Machine-learning inference of stellar properties using integrated photometric and spectroscopic data
Ilay Kamai, Alex M. Bronstein, Hagai B. Perets
TL;DR
DESA introduces a multimodal foundation model that unifies photometric light curves and spectra into a physically informative stellar latent space by first training modality-specific encoders with a hybrid SSL/supervised objective, then aligning them via the DualFormer module. The DualFormer combines self- and cross-attention and employs a dual, projection-based alignment with a covariance regularizer, yielding an eigenspace that captures shared structure across modalities. Empirically, DESA achieves state-of-the-art performance on binary detection ($AUC = 0.99$, $AP = 1.00$) and stellar age prediction ($RMSE = 0.94$ Gyr), while zero-/few-shot evaluations recover CMD and HR diagrams with $R^2 = 0.92$ and enable meaningful population discovery (e.g., separating synchronized binaries from young stars in latent space). The work demonstrates that integrating heterogeneous surveys through a carefully designed multimodal architecture enables both improved predictive accuracy and new astrophysical insights, paving the way for population-level analyses and discovery in large stellar surveys.
Abstract
Stellar astrophysics relies on diverse observational modalities-primarily photometric light curves and spectroscopic data from which fundamental stellar properties are inferred. While machine learning (ML) has advanced analysis within individual modalities, the complementary information encoded across modalities remains largely underexploited. We present DESA (Dual Embedding model for Stellar Astrophysics), a novel multi-modal foundation model that integrates light curves and spectra to learn a unified, physically meaningful latent space for stars. DESA first trains separate modality-specific encoders using a hybrid supervised/self-supervised scheme, and then aligns them through DualFormer, a Transformer-based cross-modal integration module tailored for astrophysical data. DualFormer combines cross- and self-attention, a novel dual-projection alignment loss, and a projection-space eigendecomposition that yields physically structured embeddings.
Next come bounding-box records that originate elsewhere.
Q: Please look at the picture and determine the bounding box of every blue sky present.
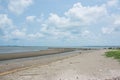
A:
[0,0,120,46]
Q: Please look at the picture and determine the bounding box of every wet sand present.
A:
[0,50,120,80]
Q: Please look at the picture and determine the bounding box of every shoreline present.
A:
[0,50,94,75]
[0,49,120,80]
[0,48,75,61]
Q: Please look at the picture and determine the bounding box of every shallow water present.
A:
[0,46,48,54]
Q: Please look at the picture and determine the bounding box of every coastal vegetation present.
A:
[105,50,120,61]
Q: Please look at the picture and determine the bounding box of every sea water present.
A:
[0,46,48,54]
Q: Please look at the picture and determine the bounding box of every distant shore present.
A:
[0,49,120,80]
[0,48,75,61]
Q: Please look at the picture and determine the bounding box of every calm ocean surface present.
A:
[0,46,48,54]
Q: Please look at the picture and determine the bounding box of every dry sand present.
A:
[0,50,120,80]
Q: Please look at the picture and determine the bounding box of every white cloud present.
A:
[28,32,44,40]
[8,0,33,14]
[65,3,107,25]
[106,0,119,7]
[0,14,13,28]
[102,27,114,34]
[26,16,36,22]
[45,3,108,29]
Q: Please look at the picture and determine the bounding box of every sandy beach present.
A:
[0,49,120,80]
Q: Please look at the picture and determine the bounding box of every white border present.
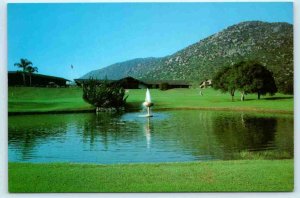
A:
[0,0,300,198]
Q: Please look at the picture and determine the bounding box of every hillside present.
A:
[81,21,293,93]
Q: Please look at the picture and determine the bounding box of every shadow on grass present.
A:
[245,96,294,101]
[263,96,294,100]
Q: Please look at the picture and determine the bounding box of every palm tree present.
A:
[26,66,38,86]
[15,58,32,86]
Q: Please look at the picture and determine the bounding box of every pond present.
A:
[8,110,294,164]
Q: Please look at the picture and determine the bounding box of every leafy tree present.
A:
[26,66,38,86]
[14,58,32,86]
[212,67,236,101]
[233,62,277,99]
[83,79,127,110]
[213,61,277,100]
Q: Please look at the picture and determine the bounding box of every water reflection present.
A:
[8,111,293,163]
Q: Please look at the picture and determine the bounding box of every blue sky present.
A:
[7,2,293,79]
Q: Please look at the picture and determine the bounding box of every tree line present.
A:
[213,61,277,101]
[14,58,38,86]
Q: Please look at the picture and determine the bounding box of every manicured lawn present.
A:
[9,160,294,192]
[8,87,294,113]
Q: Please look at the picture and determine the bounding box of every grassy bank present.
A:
[9,160,294,192]
[8,87,294,113]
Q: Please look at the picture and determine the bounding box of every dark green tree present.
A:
[14,58,32,86]
[83,79,127,110]
[233,62,277,99]
[26,66,38,86]
[213,61,277,100]
[212,67,236,101]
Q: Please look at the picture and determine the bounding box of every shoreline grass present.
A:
[8,87,294,115]
[8,159,294,193]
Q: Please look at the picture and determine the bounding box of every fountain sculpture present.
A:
[143,88,154,117]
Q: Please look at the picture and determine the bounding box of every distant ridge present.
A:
[81,21,293,92]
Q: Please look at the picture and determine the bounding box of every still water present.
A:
[8,110,293,164]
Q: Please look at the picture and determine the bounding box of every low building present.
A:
[143,80,191,89]
[199,79,212,89]
[74,76,190,89]
[8,71,70,87]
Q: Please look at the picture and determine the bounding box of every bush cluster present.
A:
[83,79,127,110]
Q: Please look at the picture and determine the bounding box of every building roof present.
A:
[8,71,70,81]
[142,80,190,85]
[74,76,190,85]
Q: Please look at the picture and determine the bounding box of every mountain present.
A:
[81,21,293,93]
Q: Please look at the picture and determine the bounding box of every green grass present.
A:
[9,160,294,192]
[8,87,294,113]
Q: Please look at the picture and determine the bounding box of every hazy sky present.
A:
[7,3,293,79]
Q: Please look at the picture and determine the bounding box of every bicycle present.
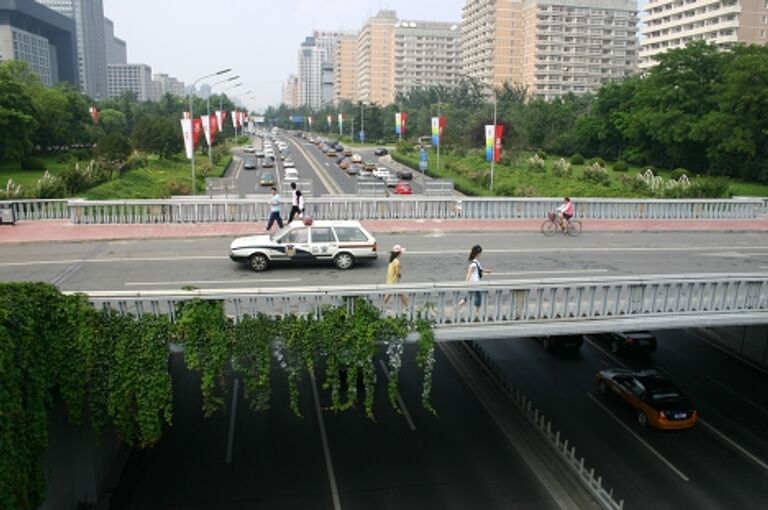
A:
[541,211,581,237]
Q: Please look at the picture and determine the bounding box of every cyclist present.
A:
[557,197,573,233]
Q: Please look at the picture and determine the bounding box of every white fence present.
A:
[73,274,768,341]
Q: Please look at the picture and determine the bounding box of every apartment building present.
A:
[639,0,768,70]
[461,0,638,99]
[0,0,80,86]
[36,0,107,99]
[333,34,357,105]
[107,64,154,101]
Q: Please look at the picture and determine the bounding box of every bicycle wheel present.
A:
[568,220,581,237]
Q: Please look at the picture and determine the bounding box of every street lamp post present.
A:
[205,75,240,168]
[189,68,232,194]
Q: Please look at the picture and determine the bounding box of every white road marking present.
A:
[309,372,341,510]
[587,393,691,482]
[123,278,301,287]
[707,376,768,414]
[699,419,768,471]
[379,360,416,430]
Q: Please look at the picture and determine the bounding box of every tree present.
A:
[0,61,39,160]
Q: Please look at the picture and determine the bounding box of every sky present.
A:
[103,0,647,111]
[103,0,465,111]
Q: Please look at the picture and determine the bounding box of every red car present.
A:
[395,181,413,195]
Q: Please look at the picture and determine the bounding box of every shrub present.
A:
[552,158,572,177]
[21,156,45,170]
[589,157,605,168]
[165,181,192,197]
[571,153,584,165]
[581,163,609,184]
[613,160,629,172]
[528,154,547,172]
[34,171,66,198]
[123,151,149,170]
[669,168,688,180]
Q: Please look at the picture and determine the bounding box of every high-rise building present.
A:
[36,0,107,99]
[0,0,79,86]
[333,34,357,105]
[639,0,768,69]
[107,64,154,101]
[461,0,636,99]
[104,18,128,64]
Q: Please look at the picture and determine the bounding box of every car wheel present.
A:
[333,252,355,269]
[248,253,269,271]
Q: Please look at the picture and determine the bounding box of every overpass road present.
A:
[0,232,768,291]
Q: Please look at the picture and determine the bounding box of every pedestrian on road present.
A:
[384,244,408,307]
[267,186,283,230]
[288,182,304,223]
[459,244,491,313]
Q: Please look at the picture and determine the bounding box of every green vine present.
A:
[176,299,231,417]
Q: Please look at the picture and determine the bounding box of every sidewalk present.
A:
[0,216,768,244]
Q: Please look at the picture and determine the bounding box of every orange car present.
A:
[597,368,698,429]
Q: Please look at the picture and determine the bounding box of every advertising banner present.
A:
[432,116,445,147]
[181,117,193,159]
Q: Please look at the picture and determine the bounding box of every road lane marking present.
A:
[707,376,768,414]
[698,419,768,471]
[309,372,341,510]
[224,377,240,464]
[123,278,301,287]
[587,393,691,482]
[379,360,416,430]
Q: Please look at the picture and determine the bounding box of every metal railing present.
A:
[3,196,765,223]
[73,274,768,341]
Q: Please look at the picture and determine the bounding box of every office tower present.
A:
[0,0,79,86]
[461,0,638,99]
[639,0,768,69]
[37,0,107,99]
[107,64,154,101]
[104,18,128,64]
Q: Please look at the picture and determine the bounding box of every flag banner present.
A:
[432,116,445,147]
[216,110,227,131]
[192,118,203,147]
[181,118,193,159]
[88,106,99,124]
[493,124,504,163]
[200,115,211,147]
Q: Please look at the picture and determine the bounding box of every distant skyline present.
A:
[103,0,647,111]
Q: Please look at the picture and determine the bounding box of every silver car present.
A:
[229,218,379,271]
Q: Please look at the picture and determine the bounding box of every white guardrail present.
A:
[70,274,768,341]
[0,195,765,224]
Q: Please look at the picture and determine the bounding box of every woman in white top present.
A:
[459,244,491,313]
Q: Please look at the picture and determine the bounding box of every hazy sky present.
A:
[103,0,646,111]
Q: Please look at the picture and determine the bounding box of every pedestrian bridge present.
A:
[72,274,768,341]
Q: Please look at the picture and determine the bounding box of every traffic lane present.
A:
[323,346,556,509]
[0,232,763,290]
[122,355,333,510]
[480,340,762,508]
[654,330,768,460]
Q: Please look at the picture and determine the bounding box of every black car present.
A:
[536,335,584,352]
[397,170,413,180]
[590,331,656,354]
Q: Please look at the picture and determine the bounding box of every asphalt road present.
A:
[476,330,768,509]
[0,231,768,291]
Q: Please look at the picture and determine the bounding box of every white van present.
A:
[283,168,299,182]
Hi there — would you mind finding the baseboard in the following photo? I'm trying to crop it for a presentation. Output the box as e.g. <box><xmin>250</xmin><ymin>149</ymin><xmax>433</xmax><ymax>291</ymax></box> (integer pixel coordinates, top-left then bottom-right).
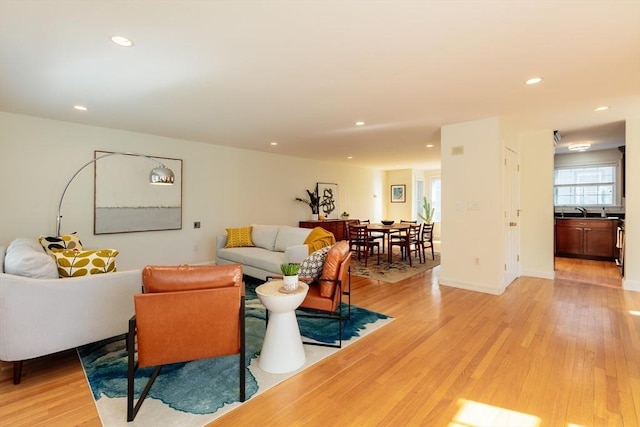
<box><xmin>622</xmin><ymin>278</ymin><xmax>640</xmax><ymax>292</ymax></box>
<box><xmin>520</xmin><ymin>270</ymin><xmax>556</xmax><ymax>280</ymax></box>
<box><xmin>438</xmin><ymin>277</ymin><xmax>504</xmax><ymax>295</ymax></box>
We demonstrate that DESA significantly outperforms leading unimodal and self-supervised baselines across a range of tasks. In zero- and few-shot settings, DESA's learned representations recover stellar color-magnitude and Hertzsprung-Russell diagrams with high fidelity ($R^2 = 0.92$ for photometric regressions). In full fine-tuning, DESA achieves state-of-the-art accuracy for binary star detection (AUC = $0.99$, AP = $1.00$) and stellar age prediction (RMSE = $0.94$ Gyr). As a compelling case, DESA naturally separates synchronized binaries from young stars, two populations with nearly identical light curves, purely from their embedded positions in UMAP space, without requiring external kinematic or luminosity information. DESA thus offers a powerful new framework for multimodal, data-driven stellar population analysis, enabling both accurate prediction and novel discovery.